The film tells the stories of Darlene Love, Merry Clayton, Tata Vega, Judith Hill, Claudia Lennear, and Lisa Fischer, six of the more sought-after backup vocalists. Some of their stories are quite poignant. Some were content to be backup singers, not having the ego or the drive to go solo and try to become lead singers. But others did want to do so and either did not make it or made it very late in life after being held back by some music producers like Phil Spector.

I had not known until this film that some of the hit songs of those days such as He’s a Rebel were actually sung by Darlene Love but marketed by Spector as by the Crystals who would lip-sync the words in concerts, so she never got the recognition she deserved early in her life. She walked away from the music world and worked for a while cleaning people’ homes.
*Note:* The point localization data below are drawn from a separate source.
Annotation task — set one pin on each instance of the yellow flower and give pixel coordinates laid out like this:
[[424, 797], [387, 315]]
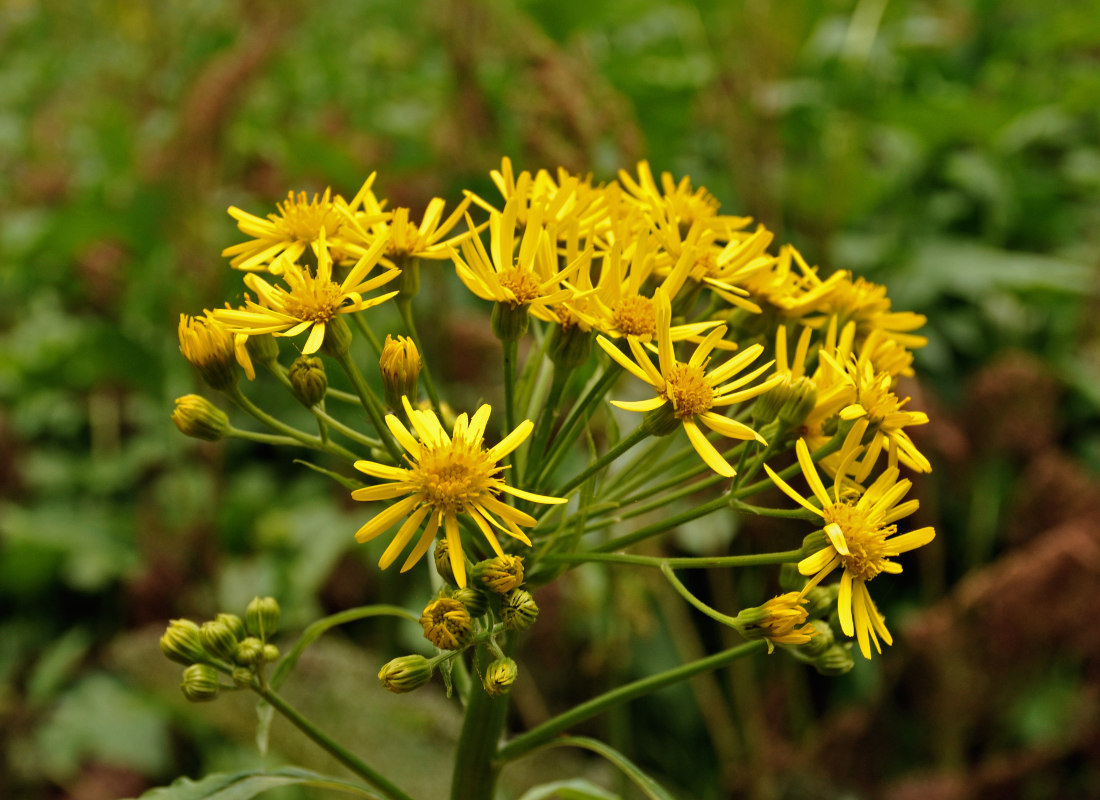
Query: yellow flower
[[299, 223], [861, 534], [311, 302], [448, 475], [686, 391], [528, 280]]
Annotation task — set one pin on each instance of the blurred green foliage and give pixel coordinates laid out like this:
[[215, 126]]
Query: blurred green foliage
[[948, 149]]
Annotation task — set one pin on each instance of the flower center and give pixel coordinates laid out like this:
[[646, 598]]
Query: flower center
[[686, 390], [521, 283], [866, 540], [453, 477], [316, 302], [303, 220], [636, 316]]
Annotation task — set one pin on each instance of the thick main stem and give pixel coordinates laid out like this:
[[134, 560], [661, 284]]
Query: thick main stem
[[475, 768]]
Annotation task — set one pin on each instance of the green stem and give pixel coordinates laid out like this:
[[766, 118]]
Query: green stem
[[624, 445], [334, 748], [576, 417], [542, 733], [661, 526], [300, 437], [370, 404], [686, 562], [475, 768]]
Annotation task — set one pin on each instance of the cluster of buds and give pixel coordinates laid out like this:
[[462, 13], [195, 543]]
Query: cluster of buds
[[223, 645]]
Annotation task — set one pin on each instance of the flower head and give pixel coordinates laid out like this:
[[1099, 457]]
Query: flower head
[[311, 300], [861, 533], [448, 475], [688, 391]]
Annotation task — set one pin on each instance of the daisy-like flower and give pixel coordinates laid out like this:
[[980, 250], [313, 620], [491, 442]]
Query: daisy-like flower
[[688, 392], [299, 223], [528, 280], [447, 475], [861, 533], [311, 302]]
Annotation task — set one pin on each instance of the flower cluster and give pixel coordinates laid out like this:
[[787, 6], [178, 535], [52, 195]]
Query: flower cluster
[[739, 343]]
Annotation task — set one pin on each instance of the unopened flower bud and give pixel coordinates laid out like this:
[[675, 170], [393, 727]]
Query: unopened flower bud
[[498, 677], [200, 418], [499, 574], [242, 677], [250, 651], [182, 643], [209, 348], [400, 370], [442, 558], [261, 617], [234, 624], [509, 322], [308, 380], [820, 642], [519, 611], [835, 660], [337, 337], [778, 621], [200, 682], [472, 598], [447, 624], [218, 638], [405, 674]]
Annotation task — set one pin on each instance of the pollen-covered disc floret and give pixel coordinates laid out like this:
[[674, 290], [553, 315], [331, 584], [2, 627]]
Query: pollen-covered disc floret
[[861, 534], [688, 391], [448, 475]]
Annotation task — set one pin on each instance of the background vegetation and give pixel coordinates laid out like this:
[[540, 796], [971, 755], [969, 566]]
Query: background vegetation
[[948, 149]]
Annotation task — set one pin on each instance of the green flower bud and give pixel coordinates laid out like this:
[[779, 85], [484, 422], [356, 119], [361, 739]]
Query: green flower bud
[[472, 598], [250, 651], [447, 624], [337, 337], [308, 380], [261, 617], [200, 682], [218, 638], [499, 574], [198, 417], [498, 677], [519, 611], [234, 624], [820, 640], [442, 558], [183, 644], [835, 660], [509, 322], [405, 674], [400, 370]]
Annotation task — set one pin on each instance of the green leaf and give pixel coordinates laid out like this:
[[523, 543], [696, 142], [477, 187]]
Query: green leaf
[[572, 789], [243, 786], [649, 787]]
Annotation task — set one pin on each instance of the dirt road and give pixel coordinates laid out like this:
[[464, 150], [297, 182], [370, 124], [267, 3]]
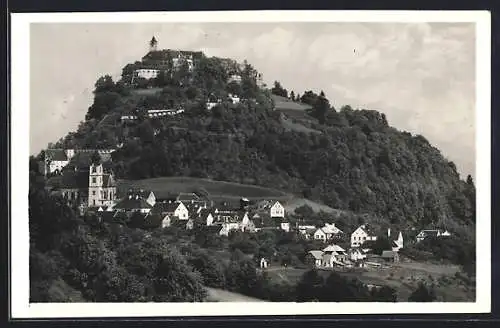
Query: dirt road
[[219, 295]]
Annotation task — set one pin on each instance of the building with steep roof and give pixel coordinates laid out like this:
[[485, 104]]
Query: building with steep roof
[[102, 186], [362, 234]]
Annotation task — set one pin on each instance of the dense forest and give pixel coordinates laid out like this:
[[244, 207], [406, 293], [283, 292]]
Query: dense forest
[[357, 163], [354, 162]]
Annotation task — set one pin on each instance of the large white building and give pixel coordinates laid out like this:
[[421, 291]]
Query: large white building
[[277, 210], [360, 235], [102, 187], [146, 73]]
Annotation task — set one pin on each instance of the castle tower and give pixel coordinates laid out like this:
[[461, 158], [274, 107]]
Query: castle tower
[[95, 184], [400, 239], [153, 44]]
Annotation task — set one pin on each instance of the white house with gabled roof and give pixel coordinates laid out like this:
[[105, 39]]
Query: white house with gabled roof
[[360, 235], [277, 210]]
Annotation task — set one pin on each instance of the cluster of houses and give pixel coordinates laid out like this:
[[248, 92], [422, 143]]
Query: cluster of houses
[[141, 208], [359, 252], [151, 113], [83, 177]]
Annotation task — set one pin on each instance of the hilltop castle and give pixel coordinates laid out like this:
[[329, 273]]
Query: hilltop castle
[[81, 178]]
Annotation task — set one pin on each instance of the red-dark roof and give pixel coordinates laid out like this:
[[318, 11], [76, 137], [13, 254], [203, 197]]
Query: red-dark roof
[[108, 181]]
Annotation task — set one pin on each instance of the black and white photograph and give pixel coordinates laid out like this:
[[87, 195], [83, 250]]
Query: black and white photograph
[[308, 161]]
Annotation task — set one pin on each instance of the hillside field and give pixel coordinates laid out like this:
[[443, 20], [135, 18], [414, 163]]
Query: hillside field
[[403, 277]]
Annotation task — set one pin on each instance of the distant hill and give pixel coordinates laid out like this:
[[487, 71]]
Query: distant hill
[[349, 159]]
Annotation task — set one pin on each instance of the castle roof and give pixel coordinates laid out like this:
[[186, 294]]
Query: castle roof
[[70, 180], [56, 154]]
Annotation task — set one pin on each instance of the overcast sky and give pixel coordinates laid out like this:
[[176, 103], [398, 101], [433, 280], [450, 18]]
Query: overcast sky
[[422, 76]]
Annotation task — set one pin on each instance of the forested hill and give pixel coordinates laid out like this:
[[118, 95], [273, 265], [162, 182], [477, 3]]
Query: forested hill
[[348, 159]]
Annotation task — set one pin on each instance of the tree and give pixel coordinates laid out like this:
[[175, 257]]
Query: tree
[[320, 108], [470, 181], [422, 294]]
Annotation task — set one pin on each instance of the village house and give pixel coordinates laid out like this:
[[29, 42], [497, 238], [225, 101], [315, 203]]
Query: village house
[[329, 257], [234, 78], [315, 258], [84, 183], [206, 216], [264, 263], [436, 233], [193, 198], [390, 256], [355, 255], [234, 99], [307, 231], [57, 159], [172, 212], [133, 202], [102, 186], [327, 232], [360, 235], [277, 210], [147, 195], [396, 244], [335, 255]]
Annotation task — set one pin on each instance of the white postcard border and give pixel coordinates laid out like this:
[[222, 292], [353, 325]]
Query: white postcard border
[[19, 138]]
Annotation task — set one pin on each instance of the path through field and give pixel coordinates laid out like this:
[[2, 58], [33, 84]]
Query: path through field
[[219, 295]]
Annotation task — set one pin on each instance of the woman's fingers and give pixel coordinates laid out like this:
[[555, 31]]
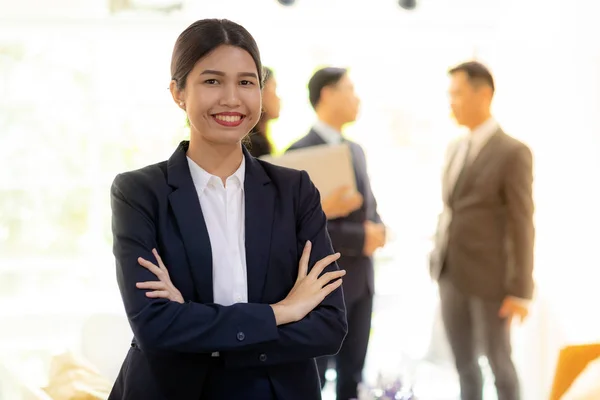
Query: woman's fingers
[[303, 265], [330, 288], [161, 264], [329, 276], [154, 285], [158, 294], [322, 264], [150, 266]]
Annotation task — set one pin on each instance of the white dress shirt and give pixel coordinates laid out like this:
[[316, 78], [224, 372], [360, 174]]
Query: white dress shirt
[[329, 134], [469, 147], [224, 215]]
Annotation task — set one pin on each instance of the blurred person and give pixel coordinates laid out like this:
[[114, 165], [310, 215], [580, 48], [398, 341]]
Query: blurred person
[[337, 204], [483, 259], [224, 263], [356, 234], [260, 145]]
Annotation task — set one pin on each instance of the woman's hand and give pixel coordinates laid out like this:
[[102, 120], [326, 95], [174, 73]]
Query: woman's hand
[[163, 288], [310, 289]]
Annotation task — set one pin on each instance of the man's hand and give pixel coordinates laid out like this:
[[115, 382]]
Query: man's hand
[[341, 202], [374, 237], [513, 308]]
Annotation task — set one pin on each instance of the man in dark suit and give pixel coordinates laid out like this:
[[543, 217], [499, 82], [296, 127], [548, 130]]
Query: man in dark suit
[[483, 259], [356, 235]]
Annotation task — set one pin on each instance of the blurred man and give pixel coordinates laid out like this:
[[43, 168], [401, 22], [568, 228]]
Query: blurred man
[[356, 234], [483, 260]]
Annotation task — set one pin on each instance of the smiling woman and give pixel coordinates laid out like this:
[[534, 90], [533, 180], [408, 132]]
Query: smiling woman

Her second career started when she was over 40 and heard one of her own songs playing over the radio in a house she was cleaning. She decided to go back and she succeeded and was inducted into the Rock and Roll Hall of Fame in 2010.

Here is Darlene Love on Dave Letterman’s show in 2007 belting out River Deep, Mountain High, now with her own backup singers. It is tremendous, and will knock your socks off. It is hard to believe that she was 66 years old at the time and she is still performing.

The film ends with Bruce Springsteen singing backup to Love and that seemed somehow appropriate.